Monday, April 09, 2018

Community engagement project enlists 42 Ohio newsrooms

At a Your Voice Ohio event (Jefferson Center photo)
Some 42 newsrooms across Ohio are participating in a community engagement project called Your Voice Ohio that was conceived during the 2016 election season. The Jefferson Center, a nonprofit that tries to help citizens become more informed and participate in democracy, held three events with eight news-media partners. "Reporters met with citizens in northeast Ohio to find out the ways in which people wanted the election and the candidates to be covered and how they expected news organizations to provide them with information," Mădălina Ciobanu reports for Journalism.co.uk.

After the election, Jefferson Center Program Director Andrew Rockaway told Ciobanu that Ohio news organizations saw the events and realized they needed to listen more to voters and find out why they felt the way they felt.

Funded by the Democracy Fund and the Knight Foundation, Your Voice Ohio aims to do exactly that, with partners in urban and rural areas. The first and only topic so far is the opioid epidemic, since newsrooms and readers are frustrated with the glut of overdose stories. "We wanted to shift that narrative a little bit to think about what information people really need, and what are some solutions or ideas that can shift this coverage so it's not just the negative impact, but also what we can actually do about it," Rockaway told Ciobanu. (In the coming months, the project will expand to another subject: the future of Ohio's economy.)

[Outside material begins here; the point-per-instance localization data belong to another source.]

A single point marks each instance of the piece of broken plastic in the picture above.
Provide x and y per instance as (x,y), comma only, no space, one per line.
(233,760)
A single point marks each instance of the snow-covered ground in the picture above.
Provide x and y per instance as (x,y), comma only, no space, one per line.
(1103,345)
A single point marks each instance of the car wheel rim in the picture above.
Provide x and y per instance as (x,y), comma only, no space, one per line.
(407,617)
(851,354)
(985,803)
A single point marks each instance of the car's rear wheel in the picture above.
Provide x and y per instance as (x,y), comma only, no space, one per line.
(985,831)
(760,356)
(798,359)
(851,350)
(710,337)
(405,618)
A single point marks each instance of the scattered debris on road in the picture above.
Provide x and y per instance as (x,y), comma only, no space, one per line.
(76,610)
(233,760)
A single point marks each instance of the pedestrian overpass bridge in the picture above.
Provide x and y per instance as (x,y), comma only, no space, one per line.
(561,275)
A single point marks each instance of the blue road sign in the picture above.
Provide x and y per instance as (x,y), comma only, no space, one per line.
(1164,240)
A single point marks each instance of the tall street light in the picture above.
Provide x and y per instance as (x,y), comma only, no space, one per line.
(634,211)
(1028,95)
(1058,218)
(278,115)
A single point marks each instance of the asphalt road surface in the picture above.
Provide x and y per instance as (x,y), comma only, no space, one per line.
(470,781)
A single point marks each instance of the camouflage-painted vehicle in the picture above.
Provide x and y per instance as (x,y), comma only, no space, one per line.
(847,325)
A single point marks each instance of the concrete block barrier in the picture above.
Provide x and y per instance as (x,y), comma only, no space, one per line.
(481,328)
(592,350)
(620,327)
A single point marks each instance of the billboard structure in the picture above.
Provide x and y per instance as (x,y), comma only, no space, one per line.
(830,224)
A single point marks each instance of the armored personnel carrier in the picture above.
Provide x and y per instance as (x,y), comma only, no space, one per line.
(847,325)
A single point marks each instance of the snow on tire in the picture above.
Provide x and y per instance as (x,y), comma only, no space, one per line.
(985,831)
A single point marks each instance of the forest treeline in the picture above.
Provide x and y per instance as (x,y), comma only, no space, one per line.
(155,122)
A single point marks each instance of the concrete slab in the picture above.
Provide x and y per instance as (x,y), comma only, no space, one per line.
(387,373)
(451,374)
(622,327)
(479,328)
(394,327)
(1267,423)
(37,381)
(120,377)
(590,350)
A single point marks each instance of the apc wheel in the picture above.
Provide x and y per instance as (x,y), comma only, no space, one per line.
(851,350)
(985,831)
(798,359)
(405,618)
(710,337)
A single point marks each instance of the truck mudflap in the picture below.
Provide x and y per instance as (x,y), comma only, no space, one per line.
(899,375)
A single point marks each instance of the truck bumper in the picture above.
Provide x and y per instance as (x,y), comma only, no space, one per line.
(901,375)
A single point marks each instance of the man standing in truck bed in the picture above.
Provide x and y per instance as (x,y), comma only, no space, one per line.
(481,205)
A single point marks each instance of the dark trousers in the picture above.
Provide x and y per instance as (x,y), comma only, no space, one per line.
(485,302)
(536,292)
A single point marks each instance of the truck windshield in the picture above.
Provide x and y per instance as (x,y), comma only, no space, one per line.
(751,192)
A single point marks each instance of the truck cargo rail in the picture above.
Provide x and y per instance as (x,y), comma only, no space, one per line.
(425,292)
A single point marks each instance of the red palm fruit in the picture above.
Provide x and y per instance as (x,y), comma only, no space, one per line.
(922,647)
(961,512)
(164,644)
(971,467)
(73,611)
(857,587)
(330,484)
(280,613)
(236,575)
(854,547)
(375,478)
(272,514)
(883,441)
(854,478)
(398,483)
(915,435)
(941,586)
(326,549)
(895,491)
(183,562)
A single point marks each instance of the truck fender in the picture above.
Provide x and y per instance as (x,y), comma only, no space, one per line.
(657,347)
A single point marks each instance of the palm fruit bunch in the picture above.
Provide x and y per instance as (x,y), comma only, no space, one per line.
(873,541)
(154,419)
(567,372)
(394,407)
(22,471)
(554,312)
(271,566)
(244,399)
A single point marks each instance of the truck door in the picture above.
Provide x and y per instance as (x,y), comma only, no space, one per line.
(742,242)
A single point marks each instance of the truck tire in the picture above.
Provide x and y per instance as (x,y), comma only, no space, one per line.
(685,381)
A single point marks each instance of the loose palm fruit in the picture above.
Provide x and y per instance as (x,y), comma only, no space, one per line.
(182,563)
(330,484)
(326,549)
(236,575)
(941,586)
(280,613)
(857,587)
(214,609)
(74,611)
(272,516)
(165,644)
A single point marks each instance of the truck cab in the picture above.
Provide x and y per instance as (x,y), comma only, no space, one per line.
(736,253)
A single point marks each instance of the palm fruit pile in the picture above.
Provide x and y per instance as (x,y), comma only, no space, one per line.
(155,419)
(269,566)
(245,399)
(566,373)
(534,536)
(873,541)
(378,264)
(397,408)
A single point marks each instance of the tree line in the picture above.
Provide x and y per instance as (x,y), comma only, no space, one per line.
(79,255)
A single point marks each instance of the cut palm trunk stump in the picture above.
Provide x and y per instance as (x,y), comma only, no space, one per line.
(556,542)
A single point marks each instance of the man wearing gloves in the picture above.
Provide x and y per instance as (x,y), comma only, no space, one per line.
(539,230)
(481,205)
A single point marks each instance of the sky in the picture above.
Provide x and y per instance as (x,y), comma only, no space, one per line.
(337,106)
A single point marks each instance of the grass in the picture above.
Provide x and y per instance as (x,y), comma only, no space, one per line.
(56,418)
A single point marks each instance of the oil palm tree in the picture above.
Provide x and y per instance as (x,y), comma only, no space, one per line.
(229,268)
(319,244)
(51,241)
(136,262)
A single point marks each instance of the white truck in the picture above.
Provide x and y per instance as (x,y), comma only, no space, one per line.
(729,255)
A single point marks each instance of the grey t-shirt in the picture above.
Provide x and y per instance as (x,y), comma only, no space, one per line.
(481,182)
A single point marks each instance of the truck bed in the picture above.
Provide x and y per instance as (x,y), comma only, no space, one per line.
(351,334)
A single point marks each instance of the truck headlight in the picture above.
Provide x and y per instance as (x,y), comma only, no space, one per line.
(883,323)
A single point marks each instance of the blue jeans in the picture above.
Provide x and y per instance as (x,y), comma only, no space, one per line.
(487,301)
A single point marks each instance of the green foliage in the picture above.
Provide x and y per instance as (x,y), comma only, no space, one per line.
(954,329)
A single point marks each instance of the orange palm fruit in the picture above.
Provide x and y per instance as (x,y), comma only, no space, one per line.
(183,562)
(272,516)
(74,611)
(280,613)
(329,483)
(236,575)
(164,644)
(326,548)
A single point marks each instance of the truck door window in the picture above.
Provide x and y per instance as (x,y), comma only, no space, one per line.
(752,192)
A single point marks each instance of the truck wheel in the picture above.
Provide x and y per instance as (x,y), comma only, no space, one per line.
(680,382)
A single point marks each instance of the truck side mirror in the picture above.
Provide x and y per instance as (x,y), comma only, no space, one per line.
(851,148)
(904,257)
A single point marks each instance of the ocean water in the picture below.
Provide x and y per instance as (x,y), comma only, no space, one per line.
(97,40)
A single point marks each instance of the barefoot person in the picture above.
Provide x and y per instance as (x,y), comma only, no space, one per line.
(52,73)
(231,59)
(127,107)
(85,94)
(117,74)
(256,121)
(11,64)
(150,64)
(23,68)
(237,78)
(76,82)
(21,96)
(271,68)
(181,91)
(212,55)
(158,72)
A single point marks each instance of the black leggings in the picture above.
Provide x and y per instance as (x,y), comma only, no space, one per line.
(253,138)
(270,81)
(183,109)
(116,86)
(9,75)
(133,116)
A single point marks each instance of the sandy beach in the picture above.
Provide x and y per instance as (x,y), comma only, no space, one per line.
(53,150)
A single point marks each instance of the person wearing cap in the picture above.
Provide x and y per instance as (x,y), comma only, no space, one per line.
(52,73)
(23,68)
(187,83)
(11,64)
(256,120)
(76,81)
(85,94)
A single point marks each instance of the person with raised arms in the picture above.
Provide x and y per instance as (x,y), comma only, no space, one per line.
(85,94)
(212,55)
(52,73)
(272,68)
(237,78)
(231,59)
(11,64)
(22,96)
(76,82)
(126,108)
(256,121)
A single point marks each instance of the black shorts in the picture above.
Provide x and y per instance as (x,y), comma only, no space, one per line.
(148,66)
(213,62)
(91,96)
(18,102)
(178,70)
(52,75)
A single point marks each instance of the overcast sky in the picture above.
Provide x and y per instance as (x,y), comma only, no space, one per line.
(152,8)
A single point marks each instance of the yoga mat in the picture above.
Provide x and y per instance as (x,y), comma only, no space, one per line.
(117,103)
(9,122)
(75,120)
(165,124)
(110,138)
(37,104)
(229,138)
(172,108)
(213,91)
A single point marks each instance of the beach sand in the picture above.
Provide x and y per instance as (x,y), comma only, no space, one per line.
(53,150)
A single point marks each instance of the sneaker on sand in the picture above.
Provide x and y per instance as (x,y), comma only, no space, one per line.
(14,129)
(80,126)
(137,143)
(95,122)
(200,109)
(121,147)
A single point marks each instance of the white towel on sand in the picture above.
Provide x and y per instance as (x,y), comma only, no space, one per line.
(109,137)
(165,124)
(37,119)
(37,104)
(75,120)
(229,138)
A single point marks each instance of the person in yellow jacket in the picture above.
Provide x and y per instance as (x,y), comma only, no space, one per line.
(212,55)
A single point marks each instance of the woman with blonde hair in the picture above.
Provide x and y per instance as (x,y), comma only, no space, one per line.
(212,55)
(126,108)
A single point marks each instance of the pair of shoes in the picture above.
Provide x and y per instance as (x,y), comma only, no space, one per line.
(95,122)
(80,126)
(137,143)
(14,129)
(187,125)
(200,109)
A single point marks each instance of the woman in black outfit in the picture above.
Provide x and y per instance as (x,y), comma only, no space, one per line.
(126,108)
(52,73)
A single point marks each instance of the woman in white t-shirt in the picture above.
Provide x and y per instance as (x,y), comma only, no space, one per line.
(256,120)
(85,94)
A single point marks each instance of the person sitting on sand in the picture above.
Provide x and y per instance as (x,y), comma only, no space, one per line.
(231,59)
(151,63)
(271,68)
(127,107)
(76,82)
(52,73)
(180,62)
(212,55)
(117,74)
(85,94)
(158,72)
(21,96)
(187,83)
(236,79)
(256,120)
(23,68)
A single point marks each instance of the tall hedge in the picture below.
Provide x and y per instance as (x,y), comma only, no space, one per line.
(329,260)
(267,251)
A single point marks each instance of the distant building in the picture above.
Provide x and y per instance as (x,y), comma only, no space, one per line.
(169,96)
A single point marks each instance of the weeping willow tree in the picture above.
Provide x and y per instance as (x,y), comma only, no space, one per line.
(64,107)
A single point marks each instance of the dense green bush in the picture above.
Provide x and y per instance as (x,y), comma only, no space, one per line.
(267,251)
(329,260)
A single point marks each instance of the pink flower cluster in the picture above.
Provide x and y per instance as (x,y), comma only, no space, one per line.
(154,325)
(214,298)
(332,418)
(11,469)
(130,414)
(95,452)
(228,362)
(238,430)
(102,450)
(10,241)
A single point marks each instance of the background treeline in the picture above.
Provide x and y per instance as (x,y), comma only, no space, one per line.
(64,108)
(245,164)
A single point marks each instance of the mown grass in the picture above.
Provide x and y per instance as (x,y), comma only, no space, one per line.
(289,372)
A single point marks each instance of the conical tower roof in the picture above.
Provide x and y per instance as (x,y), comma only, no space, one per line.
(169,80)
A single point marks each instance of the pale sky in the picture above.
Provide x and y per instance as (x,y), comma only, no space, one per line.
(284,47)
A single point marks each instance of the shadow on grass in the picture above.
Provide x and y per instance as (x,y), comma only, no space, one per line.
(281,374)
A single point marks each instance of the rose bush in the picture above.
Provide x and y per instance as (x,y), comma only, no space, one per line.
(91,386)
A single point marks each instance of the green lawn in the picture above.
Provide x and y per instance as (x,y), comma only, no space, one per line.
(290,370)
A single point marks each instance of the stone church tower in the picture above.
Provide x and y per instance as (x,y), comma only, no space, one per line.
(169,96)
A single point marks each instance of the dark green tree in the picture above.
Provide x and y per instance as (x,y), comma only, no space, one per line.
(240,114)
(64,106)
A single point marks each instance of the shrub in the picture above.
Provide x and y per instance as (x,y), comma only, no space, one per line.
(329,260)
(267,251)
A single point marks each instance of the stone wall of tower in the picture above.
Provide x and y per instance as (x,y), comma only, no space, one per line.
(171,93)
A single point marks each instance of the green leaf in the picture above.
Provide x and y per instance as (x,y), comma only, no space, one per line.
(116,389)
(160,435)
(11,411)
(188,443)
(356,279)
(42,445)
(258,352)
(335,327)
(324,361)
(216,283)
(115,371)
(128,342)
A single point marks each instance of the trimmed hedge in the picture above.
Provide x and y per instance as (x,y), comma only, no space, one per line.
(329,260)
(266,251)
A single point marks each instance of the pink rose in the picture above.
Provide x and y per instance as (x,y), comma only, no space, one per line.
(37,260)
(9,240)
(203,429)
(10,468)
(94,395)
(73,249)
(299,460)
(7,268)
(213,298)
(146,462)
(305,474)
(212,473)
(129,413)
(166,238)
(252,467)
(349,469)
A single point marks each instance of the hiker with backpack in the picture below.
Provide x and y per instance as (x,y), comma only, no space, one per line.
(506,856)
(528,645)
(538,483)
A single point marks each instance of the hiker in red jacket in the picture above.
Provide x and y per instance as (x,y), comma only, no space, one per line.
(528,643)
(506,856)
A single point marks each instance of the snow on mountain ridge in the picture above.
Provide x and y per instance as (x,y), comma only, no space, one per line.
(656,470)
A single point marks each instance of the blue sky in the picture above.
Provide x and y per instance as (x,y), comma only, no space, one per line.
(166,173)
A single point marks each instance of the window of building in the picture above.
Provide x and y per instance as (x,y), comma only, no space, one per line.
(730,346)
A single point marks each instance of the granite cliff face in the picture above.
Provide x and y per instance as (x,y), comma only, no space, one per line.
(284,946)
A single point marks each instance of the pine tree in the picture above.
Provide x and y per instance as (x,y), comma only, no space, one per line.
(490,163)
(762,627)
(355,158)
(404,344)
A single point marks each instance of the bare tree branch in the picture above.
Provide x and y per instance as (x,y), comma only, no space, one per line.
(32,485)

The project has held eight community conversations, each lasting about two hours and attracting 100 to 120 people. Participants break into groups of five or six, with a reporter at each table, and share what the opioid epidemic looks like in their community, what they see as the cause of the epidemic in their community, and what steps they could take to fight it.

Project coordinators research topics that come from those discussions, and plan to use platforms such as Hearken and GroundSource soon to reach out to people who are less likely to attend events but still have something to say. "The aim is to find out what best practices and solutions are being employed in other communities around the world and collect them into databases that can be used to develop a solutions-focused approach to reporting on the opioid crisis," Rockaway said.